Cybercriminals love to test your defenses. They love to see how far they can get into the networks of businesses all over the globe. Cybercriminals really love going after small businesses because they can all too often sneak onto a network, copy data and move on. Through the use of ransomware, they can hold your data hostage and refuse to cooperate until you pay them some amount of dollars - and if you don't pay up, they threaten to delete all your data.

But protecting yourself is not as hard as you might think. While cybercriminals and hackers are an everyday threat to businesses, you can take steps to significantly reduce that threat and take that target off your back.

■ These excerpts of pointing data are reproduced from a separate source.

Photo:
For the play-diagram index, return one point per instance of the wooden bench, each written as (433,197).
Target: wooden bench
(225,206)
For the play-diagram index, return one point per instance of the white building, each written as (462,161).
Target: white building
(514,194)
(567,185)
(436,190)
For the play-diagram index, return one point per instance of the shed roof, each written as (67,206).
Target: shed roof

The first thing you need to do is understand why cybercriminals target small businesses and what makes your particular business vulnerable. There are many things small businesses do and don't do that open them to attack and data theft. These may include not having enough (or any) security in place or not training employees on security protocols.

Realistically speaking, the biggest threat to your business does, in fact, come from your own employees. This doesn't mean they are intentionally harming your business or leaving your network exposed to outside threats. It means they don't have the proper training and knowledge to protect your business from a cyberthreat.

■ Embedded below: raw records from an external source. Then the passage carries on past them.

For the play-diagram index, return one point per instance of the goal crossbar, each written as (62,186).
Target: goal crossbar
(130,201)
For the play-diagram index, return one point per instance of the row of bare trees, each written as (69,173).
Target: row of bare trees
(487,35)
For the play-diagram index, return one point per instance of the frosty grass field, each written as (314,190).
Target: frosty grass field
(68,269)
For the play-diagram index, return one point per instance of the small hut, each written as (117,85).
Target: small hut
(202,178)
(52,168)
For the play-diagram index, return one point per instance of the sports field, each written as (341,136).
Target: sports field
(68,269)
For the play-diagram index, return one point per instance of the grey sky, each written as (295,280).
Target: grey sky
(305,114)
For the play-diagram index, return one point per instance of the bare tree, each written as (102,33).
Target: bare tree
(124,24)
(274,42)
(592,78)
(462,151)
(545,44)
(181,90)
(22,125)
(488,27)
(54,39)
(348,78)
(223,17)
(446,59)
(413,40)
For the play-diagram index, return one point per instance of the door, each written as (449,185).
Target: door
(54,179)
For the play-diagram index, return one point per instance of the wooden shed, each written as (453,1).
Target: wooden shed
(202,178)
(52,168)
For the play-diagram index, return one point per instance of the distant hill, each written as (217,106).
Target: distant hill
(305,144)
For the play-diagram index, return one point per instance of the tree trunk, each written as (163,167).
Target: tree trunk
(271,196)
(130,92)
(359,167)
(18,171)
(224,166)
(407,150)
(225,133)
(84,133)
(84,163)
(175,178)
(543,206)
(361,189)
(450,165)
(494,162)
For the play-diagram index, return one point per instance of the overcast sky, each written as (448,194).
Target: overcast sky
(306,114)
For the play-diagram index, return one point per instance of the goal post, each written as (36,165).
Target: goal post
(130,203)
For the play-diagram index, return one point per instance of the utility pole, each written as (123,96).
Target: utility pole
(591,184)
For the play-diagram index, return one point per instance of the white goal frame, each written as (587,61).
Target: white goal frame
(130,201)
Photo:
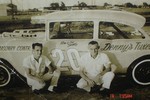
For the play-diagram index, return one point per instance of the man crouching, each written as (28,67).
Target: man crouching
(95,69)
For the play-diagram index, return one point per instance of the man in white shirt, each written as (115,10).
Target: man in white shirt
(95,69)
(35,69)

For instance, your team needs to be trained to use strong passwords, and those passwords must be changed periodically (every three months is a good rule of thumb). A lot of people push back on strong, complicated passwords or use the same password for everything, but this is just asking for trouble and should not be
allowed at your company.

Once strong passwords are in place, enable two-factor authentication (2FA) on everything you possibly can, from network access to every account you and your employees use. This is an additional layer of security on top of standard password protection. This feature is generally tied to a mobile number or secondary e-mail, or it may be in the form of a PIN. For example, when 2FA is enabled, after you've put in your password, you will be prompted for your PIN for the associated account.

Another thing you must do to get that target off your back is to get anti-malware software installed. Every workstation or device should have some form of this protection. Not sure what to use? This is when working with a dedicated IT company can come in handy. They can help you get the right software that will meet your specific needs without slowing you down. They will install software that is compatible with your PCs and other networked equipment. Plus, they will make sure anti-malware software is working and is regularly updated.

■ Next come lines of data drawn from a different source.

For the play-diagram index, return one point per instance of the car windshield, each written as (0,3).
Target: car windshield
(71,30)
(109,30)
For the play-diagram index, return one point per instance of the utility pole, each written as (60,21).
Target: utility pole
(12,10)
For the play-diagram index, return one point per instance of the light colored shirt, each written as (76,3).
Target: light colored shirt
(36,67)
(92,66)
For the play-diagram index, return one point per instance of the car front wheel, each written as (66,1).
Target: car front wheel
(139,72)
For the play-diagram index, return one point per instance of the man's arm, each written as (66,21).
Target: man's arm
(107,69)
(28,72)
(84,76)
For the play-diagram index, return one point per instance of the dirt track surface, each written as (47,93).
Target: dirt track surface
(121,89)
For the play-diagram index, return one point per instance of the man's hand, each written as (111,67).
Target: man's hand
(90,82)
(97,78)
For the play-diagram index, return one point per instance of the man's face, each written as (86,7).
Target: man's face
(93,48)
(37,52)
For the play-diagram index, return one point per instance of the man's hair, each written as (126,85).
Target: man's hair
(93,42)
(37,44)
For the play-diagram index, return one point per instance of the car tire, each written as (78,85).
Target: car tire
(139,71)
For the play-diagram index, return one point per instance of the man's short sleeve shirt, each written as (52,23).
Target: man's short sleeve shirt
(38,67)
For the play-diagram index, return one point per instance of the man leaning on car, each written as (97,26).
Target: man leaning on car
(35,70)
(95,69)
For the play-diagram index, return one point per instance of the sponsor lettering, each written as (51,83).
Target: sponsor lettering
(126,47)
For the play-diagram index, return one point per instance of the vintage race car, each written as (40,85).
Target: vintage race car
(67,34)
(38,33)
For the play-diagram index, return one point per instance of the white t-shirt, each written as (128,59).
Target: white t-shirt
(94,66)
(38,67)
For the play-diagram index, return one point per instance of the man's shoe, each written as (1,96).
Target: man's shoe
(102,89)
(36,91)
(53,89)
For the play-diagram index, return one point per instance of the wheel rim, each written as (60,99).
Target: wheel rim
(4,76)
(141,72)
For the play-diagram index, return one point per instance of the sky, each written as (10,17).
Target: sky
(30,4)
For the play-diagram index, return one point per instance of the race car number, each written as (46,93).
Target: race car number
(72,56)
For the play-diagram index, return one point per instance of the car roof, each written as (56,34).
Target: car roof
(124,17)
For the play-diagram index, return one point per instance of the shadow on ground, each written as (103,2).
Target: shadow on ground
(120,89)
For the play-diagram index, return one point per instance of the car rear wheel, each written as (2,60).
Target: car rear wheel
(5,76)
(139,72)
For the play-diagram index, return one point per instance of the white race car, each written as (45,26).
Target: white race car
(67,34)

On top of this, you want to have an active firewall in place. Every business should have its network protected by a firewall; like antimalware software, firewall security comes with a number of different settings, and you can
customize it to fit the needs of your network. Firewalls help keep attackers and malicious software off your network. When paired with a good anti-malware software, your layers of security are multiplied. The more layers, the better protected you are.

Finally, with all of this in place, your employees need to know what it all means. Keep your team up-to-date on your business's security protocols. This includes items like your password policy, malware protection policy and proper e-mail and web-surfing etiquette. The bad guys are never going to stop attacking, but you have the power to protect your business from those attacks.